On November 15th, Director Kappos published 21 pages of proposed rulemaking entitled “Rules of Practice Before the [BPAI] in Ex parte Appeals.” 75 Fed. Reg. 69828 (Nov. 15, 2010). (A copy is available at the end of this post.) There is an entire column of “Background” which summarizes the fate of the rule changes first proposed on July 30, 2007, widely criticized, never implemented, currently stayed and now proposed to be rescinded in favor of these new proposed rules. The new rules have two main thrusts: to simply the briefing process and to get the appeal before the Board more quickly (and to keep it there).
To provide some context, I filed an Appeal Brief under the rules then in effect on Oct. 12, 2007, the Examiner filed an answer in January 2009 and I filed a Reply in February 2009. The application was not forwarded to the Board and docketed until January 2010 (!) Most of the delay was apparently caused by the Examiner’s failure to list one piece of art in the “evidence relied upon” section of his Answer. The new rules intend to prevent this sort of delay by transmitting the appeal to the Board after the Reply is received (and the Examiner would not be able to respond to the Reply Brief). The Board has the sole authority to determine non-compliance but would not be able to remand an application to the Examiner without the Director’s approval. There are many other changes, too numerous to “reprint” here, but some stuck in my head after reading most of the notice.
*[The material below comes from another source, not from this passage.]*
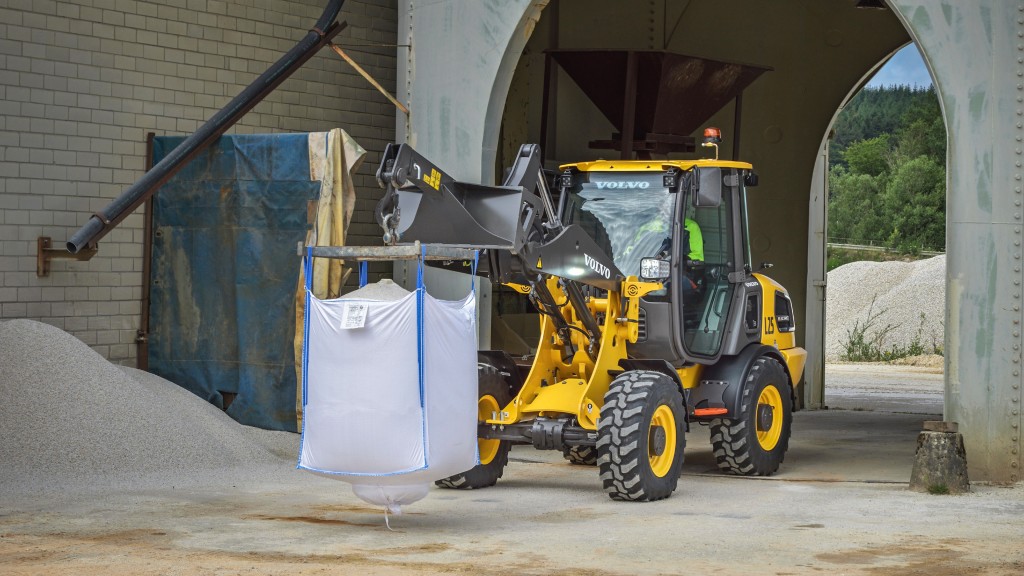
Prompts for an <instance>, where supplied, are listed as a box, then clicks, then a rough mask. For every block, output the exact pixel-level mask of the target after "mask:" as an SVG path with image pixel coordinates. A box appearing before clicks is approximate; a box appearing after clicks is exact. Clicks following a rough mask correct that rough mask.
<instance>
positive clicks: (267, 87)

Preparation of the Brief is simplified somewhat by not requiring a statement of the detailed history of the claims on appeal, not requiring that support be given for every claim limitation in the independent claims – only those in dispute — and by omitting the requirement for the “claims appendix” and the “evidence appendix.” The Board is to presume that the appeal is taken from all claims under rejection, even if appellant fails to list them all. The options if the Examiner enters a new ground of rejection are clarified (I think), as well as the required statement of related appeals, interferences and judicial proceedings (I think), and examples of new grounds of rejection are given. The proposed rules make it perfectly clear, however, that substantive prosecution stops after filing the appeal brief (not upon filing the notice of appeal). However, applicants can still send in case law that advances their position. Importantly, the new rules eliminate the “presumption of Examiner correctness” from the rules. For background on this presumption, see 75 Fed. Reg. at 69835.
With the Board currently affirming rejections 65-70% of the time, the new rules, even if they are finalized, may only smooth your prosecution highway to the edge of a cliff, but at least the Director seems well aware that “justice delayed is justice denied.” Now let’s work on the “justice” part a little harder.